How the 2016 Budget affects the public sector
- The headline announcements from the 2016 Budget included a £50m Pothole Action Fund for England and £60m for rural and coastal community-led housing developments
- Chancellor George Osborne also announced the government will need to cut public spending by a further £3.5bn by 2020
- We examine what the Budget means for public and voluntary sector organisations
In the wake of new cuts, the challenge for local authorities will be to prepare for, and mitigate, any new risks that emerge from the changing delivery of services.”
Andrew Jepp, Head of Public Sector, Zurich Municipal
Chancellor George Osborne’s 2016 Budget included some eye-catching announcements – and the promise of billions of pounds worth of cuts ahead.
One of the headline announcements – a proposed levy on sugar in soft drinks – could have wide-ranging implications for health and education.
The NHS currently spends over £5bn on obesity-related costs and the Government will be hoping this figure starts to fall after the sugar levy is introduced in 2018. The levy is expected to raise £520m in its first year, which will be spent on primary school sports programmes.
All state schools to be academies by 2022
One of the Chancellor’s other key announcements was that all state schools will either have become academies – or have plans in place to do so – by 2022, bringing to an end the role of local authorities in running them.
Mr Osborne pitched his academies announcement as part of a wider “devolution revolution”, which will also see a number of local authorities given new or extended powers.
In addition, £285m will be made available to allow a quarter of secondary schools to stay open after 3.30pm for sport and other activities.
Budget plans for local government and charities
Budget announcements affecting local governments include new mayoral devolution deals for the West of England, East Anglia and Greater Lincolnshire, and extended devolution deals for Greater Manchester and Liverpool City.
A £50m Pothole Action Fund for England in 2016-17, should also enable local authorities to fill nearly a million potholes.
For charities, there were no significant moves to encourage greater uptake of Gift Aid, as many had urged, however a number of charities will directly benefit from a £45m Libor fines fund and a £12m Tampon Tax fund.
Measures that could affect registered providers of social housing include the deferral until April 2017 of a housing benefit cap for those living in supported social housing, and the announcement of £60m for community-led housing developments in rural and coastal communities.
Further public spending cuts ahead
In among the specific Budget announcements, Mr Osborne also announced that public spending is facing further cuts of £3.5bn by 2020.
The impact of these additional cuts, on top of austerity measures already introduced since 2010, will be particularly challenging for local authorities, according to Andrew Jepp, Head of Public Sector at Zurich Municipal.
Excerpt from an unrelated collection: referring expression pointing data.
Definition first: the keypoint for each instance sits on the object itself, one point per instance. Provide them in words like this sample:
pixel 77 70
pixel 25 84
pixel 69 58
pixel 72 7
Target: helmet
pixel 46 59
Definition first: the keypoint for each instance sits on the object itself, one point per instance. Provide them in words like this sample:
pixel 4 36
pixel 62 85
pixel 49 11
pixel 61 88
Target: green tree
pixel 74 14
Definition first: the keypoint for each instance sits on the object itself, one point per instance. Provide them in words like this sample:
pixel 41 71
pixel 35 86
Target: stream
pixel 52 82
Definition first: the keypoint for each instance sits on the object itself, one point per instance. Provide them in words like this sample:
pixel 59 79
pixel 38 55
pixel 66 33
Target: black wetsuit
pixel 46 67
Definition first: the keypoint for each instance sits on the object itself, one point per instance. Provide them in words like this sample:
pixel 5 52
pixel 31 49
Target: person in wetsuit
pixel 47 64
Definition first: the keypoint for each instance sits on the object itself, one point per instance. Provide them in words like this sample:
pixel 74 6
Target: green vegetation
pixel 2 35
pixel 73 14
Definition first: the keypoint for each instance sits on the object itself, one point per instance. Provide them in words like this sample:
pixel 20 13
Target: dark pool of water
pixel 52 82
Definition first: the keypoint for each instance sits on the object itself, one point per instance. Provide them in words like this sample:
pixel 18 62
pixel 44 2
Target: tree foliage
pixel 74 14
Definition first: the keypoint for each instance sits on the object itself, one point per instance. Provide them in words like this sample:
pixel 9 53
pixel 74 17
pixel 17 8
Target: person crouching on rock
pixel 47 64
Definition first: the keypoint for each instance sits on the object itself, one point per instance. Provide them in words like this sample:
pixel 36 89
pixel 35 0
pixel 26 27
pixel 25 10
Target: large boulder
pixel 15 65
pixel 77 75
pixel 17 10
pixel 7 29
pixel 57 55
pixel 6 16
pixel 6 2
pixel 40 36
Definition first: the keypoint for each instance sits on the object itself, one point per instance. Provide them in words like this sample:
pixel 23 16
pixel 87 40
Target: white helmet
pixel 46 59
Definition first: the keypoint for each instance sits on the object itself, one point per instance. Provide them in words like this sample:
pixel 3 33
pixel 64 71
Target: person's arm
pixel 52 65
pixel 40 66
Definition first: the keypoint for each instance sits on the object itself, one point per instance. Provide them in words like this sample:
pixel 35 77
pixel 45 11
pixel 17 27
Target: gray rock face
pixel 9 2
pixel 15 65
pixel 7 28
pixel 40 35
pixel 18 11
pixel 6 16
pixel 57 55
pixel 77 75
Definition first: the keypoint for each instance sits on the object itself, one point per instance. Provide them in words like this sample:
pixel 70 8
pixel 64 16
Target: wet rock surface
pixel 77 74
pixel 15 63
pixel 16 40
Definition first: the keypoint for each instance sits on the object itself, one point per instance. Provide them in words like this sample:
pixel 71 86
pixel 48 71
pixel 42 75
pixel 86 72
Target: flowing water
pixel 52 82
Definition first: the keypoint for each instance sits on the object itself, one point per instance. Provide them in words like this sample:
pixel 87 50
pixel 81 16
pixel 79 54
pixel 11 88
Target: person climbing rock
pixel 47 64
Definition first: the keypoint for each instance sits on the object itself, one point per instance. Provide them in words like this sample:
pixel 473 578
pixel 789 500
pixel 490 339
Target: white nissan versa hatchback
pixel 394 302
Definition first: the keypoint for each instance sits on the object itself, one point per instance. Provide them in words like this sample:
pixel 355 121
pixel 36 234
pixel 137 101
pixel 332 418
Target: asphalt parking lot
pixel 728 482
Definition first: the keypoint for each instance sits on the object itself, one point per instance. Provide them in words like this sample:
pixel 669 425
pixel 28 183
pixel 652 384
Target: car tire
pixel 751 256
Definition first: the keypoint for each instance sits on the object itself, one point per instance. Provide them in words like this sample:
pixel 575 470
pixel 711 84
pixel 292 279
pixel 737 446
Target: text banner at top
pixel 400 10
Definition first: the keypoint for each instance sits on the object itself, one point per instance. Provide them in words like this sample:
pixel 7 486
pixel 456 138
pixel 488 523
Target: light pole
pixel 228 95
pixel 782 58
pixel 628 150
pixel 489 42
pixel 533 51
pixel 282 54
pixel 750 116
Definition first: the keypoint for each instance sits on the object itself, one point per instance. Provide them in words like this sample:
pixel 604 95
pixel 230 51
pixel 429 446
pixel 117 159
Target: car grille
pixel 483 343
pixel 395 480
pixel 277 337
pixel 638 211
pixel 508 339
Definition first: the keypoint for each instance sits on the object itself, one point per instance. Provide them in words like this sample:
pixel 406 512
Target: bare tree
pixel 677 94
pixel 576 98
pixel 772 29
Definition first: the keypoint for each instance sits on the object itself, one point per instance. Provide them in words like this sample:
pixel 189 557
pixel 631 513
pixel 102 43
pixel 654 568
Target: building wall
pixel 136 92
However, Jepp believes most authorities will be able to rise to the challenge.
He says: “For the last six years, spending cuts have had a huge impact on the way local authorities deliver services. Local authority leaders already know they are facing a further 6.7% funding cuts over the next four years, so today’s announcement that the government needs to cut its spending by a further £3.5bn will come as no surprise to local authorities.
“However, the public should feel reassured that councils have been ably responding to these cuts since 2010. While these cuts inevitably mean a reduction in the delivery of local services, councils have increasingly turned to new and innovative methods to drive down costs, while at the same time maintaining services at a level that the public expects.”
Jepp says local authorities will welcome the government’s push for greater devolution, including new mayoral devolution deals.
“For those already in receipt of mayoral devolution deals,” he adds, “the additional £2.86bn in funding will also be warmly received.”
Risk management more important than ever
Jepp concludes: “In the wake of new cuts, the challenge for local authorities will be to prepare for, and mitigate, any new risks that emerge from the changing delivery of services.
“With long-termism likely to dominate the approach taken by local authorities in the coming years, building in proper risk management from the start has never been so important – especially as we are likely to see little reprieve from the Chancellor in the coming years.”